Good Knives...

H

Hunterted

Guest
My wife and I butcher our deer and elk at home and we have decided we really need to get the correct tools. We've been using a filet knife and our hunting knives and they work ok however, I think buying some knives designed for the job would give us better meat and make things easier.

What knifes and tools do you use to butcher your deer? also, what sharpeners have you had success with?
 
I use Forschner knives. They make great boning and skinners and they are cheap. Good steel and with a diamond rod and a steel will stay razor sharp. I used to give them away to butchers when I was in the grocery biz and they loved them.
 
I second that motion on Forschner knives. If you go into your local butcher that is the knive that they use.
 
LAST EDITED ON Aug-15-06 AT 04:26PM (MST)[p]I use 'old hickory' knives, but I may have to check out the Forschners
(edited for spelling of Forschner)
 
good topic...something i've been wondering about. thanks for bringing it up. those forschner knives are inexpensive and i should pick a few up...which ones does everyone recommend for processing deer.
thanks for the advice
 
Wow. I'm surprised the Forschners are so popular. All the sport boats in San Diego use them, so I started using them for filleting tuna. Just kept right on using them for big game butchering too.
 
Made my own. Tempered ATS 34 steel. I rough sharpen it on a belt sander and finish on steel...holds an edge thru an elk at least.
 
Several things to look for in selecting those knives. If you are the type that uses the dishwasher to clean your knives, and maybe a little lax on hand cleaning after use, I would stay away from any of the carbon steel knives. They will rust or stain under the above conditions. You may want stainless steel instead. Several of the new stainless steels, S30V is one example, are very pricey and you will not want to pay the price for a set of knives made from S30v.
I would select 440C stainless steel, but stay away from 440A and 440B, or any knife advertised as 440 stainless. the latter are not that good for keeping a good sharp edge.
Any knife maker using 440C steel in his knives will list it as 440C because they know that 440C is superior to the the other 440 types.
I would invest in a good kitchen knife steel and use it often to keep the sharp edge.
You may want to get three knives to cover everything, a small paring knife, a small to med knife with a curved cutting edge for skinning, and a med size Chef's knife for slicing of those great steaks.

RELH
 
I now use Cold Steel knives for everything. They might cost a little more than your average knife but worth it in every way.
Ever watch thier video? Very impressive.
http://www.coldsteel.com/







"RKBA....ALL THINGS CONSIDERED"
 
Outside of field dressing and quartering, I use professional quality kitchen knives. The carbon blends take on an edge easier and aren't a pain in the arse to sharpen like a pure stainless knife.

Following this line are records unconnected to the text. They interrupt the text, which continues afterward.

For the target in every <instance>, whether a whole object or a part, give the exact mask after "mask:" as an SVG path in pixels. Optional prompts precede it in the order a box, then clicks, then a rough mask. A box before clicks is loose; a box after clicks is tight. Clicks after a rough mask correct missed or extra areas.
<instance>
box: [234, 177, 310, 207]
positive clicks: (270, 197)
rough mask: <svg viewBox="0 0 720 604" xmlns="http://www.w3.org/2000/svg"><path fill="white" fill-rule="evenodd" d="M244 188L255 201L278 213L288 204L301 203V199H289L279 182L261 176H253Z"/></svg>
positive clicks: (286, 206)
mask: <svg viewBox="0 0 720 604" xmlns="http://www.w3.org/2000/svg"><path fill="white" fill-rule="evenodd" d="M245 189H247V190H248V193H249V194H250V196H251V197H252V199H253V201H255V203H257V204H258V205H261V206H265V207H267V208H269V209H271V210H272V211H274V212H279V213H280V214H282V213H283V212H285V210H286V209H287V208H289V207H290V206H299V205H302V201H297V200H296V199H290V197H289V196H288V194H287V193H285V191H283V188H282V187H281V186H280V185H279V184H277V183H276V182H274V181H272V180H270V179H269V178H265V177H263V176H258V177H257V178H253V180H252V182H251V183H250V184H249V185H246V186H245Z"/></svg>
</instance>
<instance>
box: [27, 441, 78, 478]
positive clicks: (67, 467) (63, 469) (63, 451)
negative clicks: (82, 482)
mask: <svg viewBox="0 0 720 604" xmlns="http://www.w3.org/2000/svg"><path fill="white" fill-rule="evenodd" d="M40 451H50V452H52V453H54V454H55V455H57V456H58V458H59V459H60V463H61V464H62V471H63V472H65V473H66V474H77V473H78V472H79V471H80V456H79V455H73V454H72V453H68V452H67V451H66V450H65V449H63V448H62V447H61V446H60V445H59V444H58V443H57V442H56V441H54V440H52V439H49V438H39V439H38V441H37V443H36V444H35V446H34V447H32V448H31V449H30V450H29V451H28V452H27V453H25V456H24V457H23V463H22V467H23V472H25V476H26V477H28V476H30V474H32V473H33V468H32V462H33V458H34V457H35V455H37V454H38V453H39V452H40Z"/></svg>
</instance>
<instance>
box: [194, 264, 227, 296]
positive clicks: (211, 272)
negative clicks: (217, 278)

For boning, I love the flexible boning knives. This is what I was taught to use by a Master Butcher from Germany.

31024-140B.jpg


For slicing steaks out of tenderloins, strip loins etc....I like to use a "hollow" edge since it creates less suction and allows a smooth cut.

31039-200B.jpg


I prefer a full tang, three rivet design. They hold up better. Also as previously said...NEVER put your knives in the dishwasher!

Chef
"I Love Animals...They're Delicious!"
 
Have to add, invest in a good quality steel and learn how to use it. It will keep an edge on your blade throughout the butchering process. Since you say you already butcher your own meat, I suspect you are good with the steel, in which case, invest in a diamond finishing steel.

32525-260B.jpg


As you guessed, I prefer Zwilling J.A. Henckels.

Chef
"I Love Animals...They're Delicious!"
 
GLOBAL, awesome, awesome knifes. Went through an 1800# bison, cape, gut, bone, process (field to freezer) with a 9" kitchen and a 4" paring with minor touchup with fine steel. Thats what I am taking on moose hunt, no sheaths unless you make one, I just wrap them in an extra shirt or socks and keep them in my pack.

life IS good
 
Chef you are right on, I have the 5 1/2 in. flex boning and a 8 in. chefs both are Henckels Professionals they are the best knives I have ever owned. Hold a nice edge and with a couple of laps on the diamond edge and they are ready to go. They are not cheap but will last a life time.

Dan
 
I've been thinking about trying to butcher my own game the next time I get one. Just wondering if someone could recomend a instructions or how to video?
 
I've been a butcher for 28 years.
Get yourself a 10" Forschner steak knife and a six or eight inch boning knife.
Get a good steel to keep that edge straight.
I brought that little boning knife and steel to Alaska and caped, skinned & boned four bull caribou in one day in no time to the amazement of my buddy who paid four or five times as much for his knife!
Forget the hype & get what the pro's use.
harryhunter50103-3.jpg

harryhunter50103-9.jpg
 
Great Info. Thanks. I got to give it a shot. Anyone willing to share some good sausage blends? I've had antelope that was made into sausage and man it was excellent.